Their crossing is undertaken in poorly equipped fishing boats or even rubber dinghies. The passengers face unquenchable thirst, seasickness and bone-chilling cold. The weak engines can easily break down, leaving passengers drifting for days if not weeks without sufficient food or fresh water. Bodies are thrown overboard. Some vessels sink or never make it ashore.
Yet tens of thousands of people have risked the arduous journey in search of safety or a better life in Europe. They travel through the rough waters of the Atlantic Ocean to get to the Canary Islands, a Spanish archipelago off the coast of northwestern Africa. They are most often trying to escape either political turbulence or economic uncertainty.

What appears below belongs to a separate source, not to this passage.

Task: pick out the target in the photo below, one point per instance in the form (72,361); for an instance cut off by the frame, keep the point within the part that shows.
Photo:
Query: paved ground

The tightening of border controls through the western and central Mediterranean routes has contributed to a dramatic increase in the number of people braving this longer sea passage. This has made these islands 1,600km (994 miles) off the mainland, a beacon for people coming primarily from Morocco, Western Sahara, Senegal and Mali. Many also arrive from the Ivory Coast, Guinea, Mauritania and Gambia.
People have used this route since the 1990s. The first big surge was in 2006, when 31,678 people reached the islands. It spiked again in 2020, and has not declined since, accompanied by a high death toll.
The human rights non-governmental organisation Caminando Fronteras estimates 4,016 people died en route in 2021, making it one of the most dangerous journeys into Europe. A total of 22,316 people reached the islands last year. Arrivals are on pace to exceed that number in 2022, with 8,268 arrivals registered in the first five months of this year.
After landing, a different challenge begins for the survivors. The Spanish government implemented a plan aimed at keeping refugees and migrants on the islands while organising repatriations whenever possible. They remain in limbo in basic camps, sometimes pitching tents on the beach. Asylum procedures have been delayed, with many waiting to apply for international protection even months after arriving.
“Mañana” – the Spanish word for tomorrow - resonates at the reception centre of Las Raices, in Tenerife. It is the answer everyone receives to questions about the future.
*Names have been changed to protect peoples’ identities.